A parade and an official Armed Forces farewell will be Defense Secretary Robert Gates's sendoff on Thursday as the widely respected cabinet member retires after his four-and-a-half-year, two-administration tenure. He'll leave to his successor, CIA Director Leon Panetta, a panoply of problems such as wars in Iraq, Afghanistan, and Libya and an increasingly precarious defense budget. But for more than anyone, Gates's departure presents Secretary of State Hillary Clinton an opportunity to reassert her department's primacy in foreign affairs.
For years, and especially after the military surge brought on by the wars in Iraq and Afghanistan, the State Department has generally played second fiddle to the Pentagon on foreign policy. The budgets of each tell that story best—in the continuing resolution for fiscal year 2011, for example, the base budget for Defense was about 10 times greater than the State Department's. However, with Gates out the picture, Clinton will be the last high-profile international figure left standing in the cabinet, and now could be her window to assert more of her department's influence over the nation's security. "As Gates phases out this week and Panetta phases in, there's going to be an opportunity for Secretary Clinton to really start making her voice even more heard in national security, and not just diplomacy and not just foreign assistance," says Stephanie Sanok, a senior fellow at the Center for Strategic and International Studies.
How wide Clinton's window is and how far any added influence will take her, however, depend on some unknowns. Panetta, himself, is one. Another, and perhaps more important, issue is whether the American public and members of Congress would even be willing to spend more—or at very least, not spend less—on the State Department.
To start, Clinton's standing in the cabinet hinges partly on her relationship with Panetta, which goes back as far as her husband's administration, when Panetta was pulled from Congress to work as Bill Clinton's budget man and later chief of staff. Panetta, a veteran but low-key Washington hand, has remained mostly out of the public scene, even while making a name for himself as the CIA director in charge when America killed al Qaeda leader Osama bin Laden. Contrast that with a current cabinet member who made a nationwide, headline run for the presidency just a few years ago.
Mark Helmke, spokesman for Sen. Richard Lugar, the top Republican on the Senate Foreign Relations Committee, says it wouldn't be surprising to see Panetta defer to Clinton as the cabinet's international frontman. "Panetta's really never been a very out-front kind of guy as much as Hillary has been, although he was a congressman," Helmke says. "My guess, knowing Panetta, is that he would naturally let her take the lead on this stuff, as he manages other things."
But, where Gates had been willing to rally along with Clinton for more foreign assistance under State as part of national security, Panetta hasn't made his intentions clear, says Richard Weitz, director of the Center for Political-Military Analysis at the Hudson Institute, a conservative-leaning think-tank in Washington. As a result, Clinton may have to become more outspoken in order to bring attention to her department's priorities abroad, particularly amid the budget-cutting atmosphere in Washington. "It's not clear that Panetta has the same commitment to boosting the nonmilitary tools...especially if he's going to make an effort, which he might, to cut back a lot on military spending," says Weitz. "He may not want to further antagonize his military constituency by pushing for more funding going to State."

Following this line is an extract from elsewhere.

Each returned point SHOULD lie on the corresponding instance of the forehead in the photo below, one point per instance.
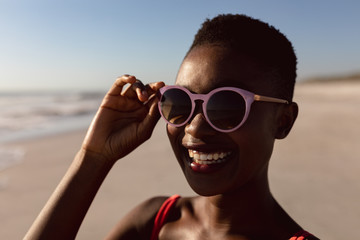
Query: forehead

As secretary of state, Clinton has already been rather bold in expressing her views on national security. Most recently, she drew ire from members of Congress after questioning their commitment to the NATO mission in Libya. "Whose side are you on?" she asked at a recent press conference in Jamaica. "Are you on Qadhafi's side or are you on the side of the aspirations of the Libyan people and the international coalition that has been created to support them?"